A special geological assessment team will be sent to Aceh to see whether the strong 7.2-magnitude earthquake this month had significantly altered the geography of the area.

Ridwan Djamaluddin, director for mitigation and regional development at the State Agency for the Assessment and Application of Technology (BPPT), said on Sunday that a team of 15 researchers from the BPPT was expected to arrive in Aceh Singkil district on Wednesday.

Residents on Banyak Island, off Aceh Singkil, which was near the epicenter of the quake on April 7, have claimed that the seabed has risen dramatically since the temblor.
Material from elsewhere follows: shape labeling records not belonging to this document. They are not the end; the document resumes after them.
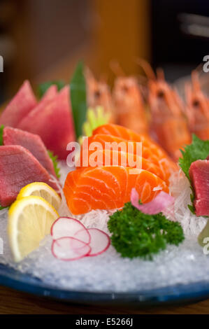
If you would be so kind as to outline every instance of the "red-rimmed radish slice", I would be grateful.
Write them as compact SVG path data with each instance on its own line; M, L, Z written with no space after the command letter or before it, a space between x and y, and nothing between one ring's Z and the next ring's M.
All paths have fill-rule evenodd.
M110 237L98 228L89 228L91 240L91 251L87 256L96 256L106 251L110 246Z
M64 237L53 240L52 253L61 260L75 260L91 253L91 247L74 237Z
M80 237L75 237L78 232L81 232ZM71 217L59 217L55 221L51 228L51 235L54 240L64 237L76 237L86 244L90 242L90 234L82 223Z

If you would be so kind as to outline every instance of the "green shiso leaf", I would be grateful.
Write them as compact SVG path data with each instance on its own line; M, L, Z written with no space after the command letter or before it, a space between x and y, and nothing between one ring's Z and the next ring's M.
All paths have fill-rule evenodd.
M143 214L131 202L110 216L108 227L113 246L122 257L129 258L152 260L167 244L178 246L185 239L179 223L168 220L161 213Z
M82 134L82 125L86 120L87 92L83 64L80 62L70 83L71 100L76 137Z
M52 81L47 81L41 83L38 86L38 94L40 98L43 97L48 89L52 85L56 85L58 91L60 90L65 85L65 82L63 80L55 80Z
M0 146L3 145L3 132L4 125L1 125L0 127Z
M48 150L48 153L50 158L52 160L56 176L58 178L59 178L60 174L59 174L59 168L58 167L58 163L57 163L57 155L55 155L53 152L49 150Z
M179 159L179 164L189 179L189 170L192 162L197 160L205 160L209 155L209 141L202 141L195 134L192 135L192 143L181 150L182 158Z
Undersea fissures were also reportedly spewing out mud and rocks.

"We will be observing the area and the team will be coordinating with the local government as soon as they arrive, collecting the data they need and making their assessment," Ridwan said, adding that Aceh Governor Irwandi Yusuf had invited the agency to visit the site.
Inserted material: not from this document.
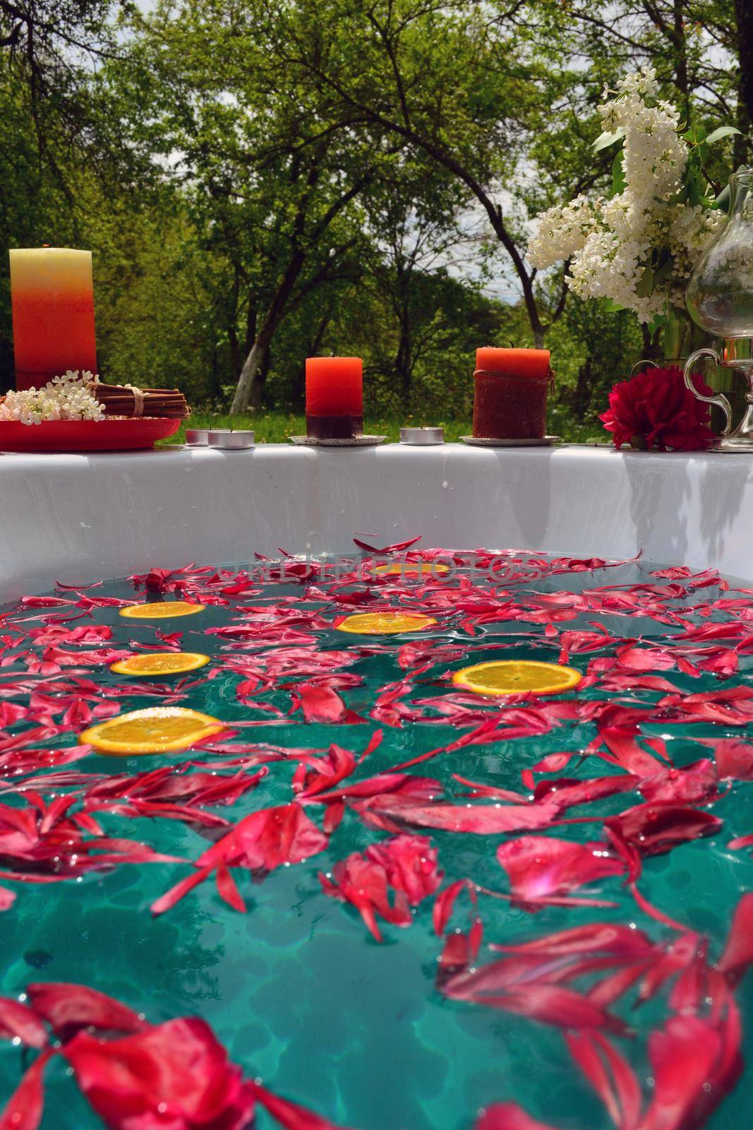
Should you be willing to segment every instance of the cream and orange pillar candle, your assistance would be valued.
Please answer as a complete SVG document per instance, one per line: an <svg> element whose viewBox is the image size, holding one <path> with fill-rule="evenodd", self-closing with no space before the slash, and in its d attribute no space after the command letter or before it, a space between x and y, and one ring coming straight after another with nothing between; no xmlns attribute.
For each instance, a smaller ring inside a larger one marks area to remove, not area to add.
<svg viewBox="0 0 753 1130"><path fill-rule="evenodd" d="M91 252L10 252L16 388L41 388L67 370L97 372Z"/></svg>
"The Acehnese governor tells us that local people are starting to get worried and they are thinking of moving to a safer place," he said. "We are going to tell them if it is actually dangerous or not after conducting a thorough analysis."

Banyak islander Mufliadi previously said that the changes in the seabed were first noted on Tuesday by a fisherman who had been trawling for sea cucumbers in the Gosong Turak waters around Pailana Island, one of the many islets in the chain.
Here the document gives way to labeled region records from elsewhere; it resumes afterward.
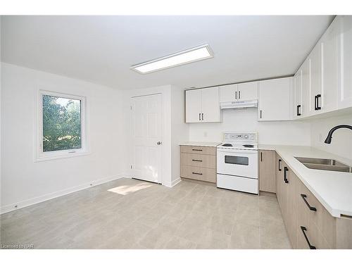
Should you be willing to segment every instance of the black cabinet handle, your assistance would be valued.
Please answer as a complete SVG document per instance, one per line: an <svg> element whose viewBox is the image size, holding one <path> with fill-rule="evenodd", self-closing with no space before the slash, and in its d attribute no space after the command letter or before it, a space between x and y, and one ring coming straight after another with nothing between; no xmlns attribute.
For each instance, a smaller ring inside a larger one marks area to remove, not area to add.
<svg viewBox="0 0 352 264"><path fill-rule="evenodd" d="M315 110L320 110L322 108L319 106L319 99L322 97L321 94L317 94L317 109Z"/></svg>
<svg viewBox="0 0 352 264"><path fill-rule="evenodd" d="M306 199L306 198L307 198L307 196L306 194L301 194L301 197L302 197L302 199L303 199L304 202L306 203L306 204L308 207L309 210L314 210L315 212L317 211L317 208L315 208L313 206L310 206L310 205L308 203L308 202Z"/></svg>
<svg viewBox="0 0 352 264"><path fill-rule="evenodd" d="M284 167L284 182L286 183L289 183L289 180L287 180L287 172L289 171L289 168L287 167Z"/></svg>
<svg viewBox="0 0 352 264"><path fill-rule="evenodd" d="M301 115L301 105L297 105L297 116Z"/></svg>
<svg viewBox="0 0 352 264"><path fill-rule="evenodd" d="M309 241L309 239L308 239L308 237L306 234L306 231L307 231L307 229L306 228L306 227L301 226L301 230L302 230L302 232L303 233L304 238L306 239L306 241L307 241L307 244L309 246L309 249L317 249L317 248L315 246L312 246L310 244L310 242Z"/></svg>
"He was shocked and came back to tell us what he'd seen because the site is a prime fishing spot for local fishermen" but no fish were found in the once abundant area, he said.

Before the quake, the waters at Gosong Turak were 20 to 30 meters deep, but now stood at just five meters, Mufliadi said. He said the villagers were concerned an undersea volcano could be forming.

Ridwan said the assessment team would also visit the Mentawai Islands in West Sumatra to help prepare a tsunami warning system for the area.